Personal information
- Full name: Saron Berhe Tareke
- Nationality: Ethiopia
- Born: 22 August 2007 (age 18) Kampala
- Agent: Juan Pedro Pineda De La Losa
- Height: 167 cm (5 ft 6 in)
- Weight: 50 kg (110 lb)

Sport
- Sport: Athletics
- Events: 1500 metres Mile run

Achievements and titles
- National finals: 2022 Ethiopian U18s; • 800m, 2nd ; 2022 Ethiopian Champs; • 800m, 8th;
- Personal bests: 1500m: 4:00.46 (2023) Mile: 4:24.23 sh WU18R (2024)

Medal record
Women's athletics
Representing Ethiopia
African Championships
| Gold medal – first place | 2024 Douala | 1500 m |
World Junior Championships
| Gold medal – first place | 2024 Lima | 1500 m |

= Saron Berhe =

Ethiopian middle-distance runner (born 2007)

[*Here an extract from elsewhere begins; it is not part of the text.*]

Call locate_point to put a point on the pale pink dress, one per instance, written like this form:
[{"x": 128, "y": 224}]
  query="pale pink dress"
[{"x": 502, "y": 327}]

Saron Berhe Tareke (born 22 August 2007) is an Ethiopian middle-distance runner. She is the world under-18 record-holder in the short track 1500 metres and mile run with a mile time of 4:24.23.

==Career==
Saron started her career competing in the 800 metres, finishing 6th behind Werkuha Getachew at the 2021 Pepsi Meet in Addis Ababa. In 2022, she contested both the Ethiopian U18 Championships and the senior Ethiopian Athletics Championships in that event; she won the silver medal at the U18 championships in a 2:04.6 best, and finished 8th at the senior championships.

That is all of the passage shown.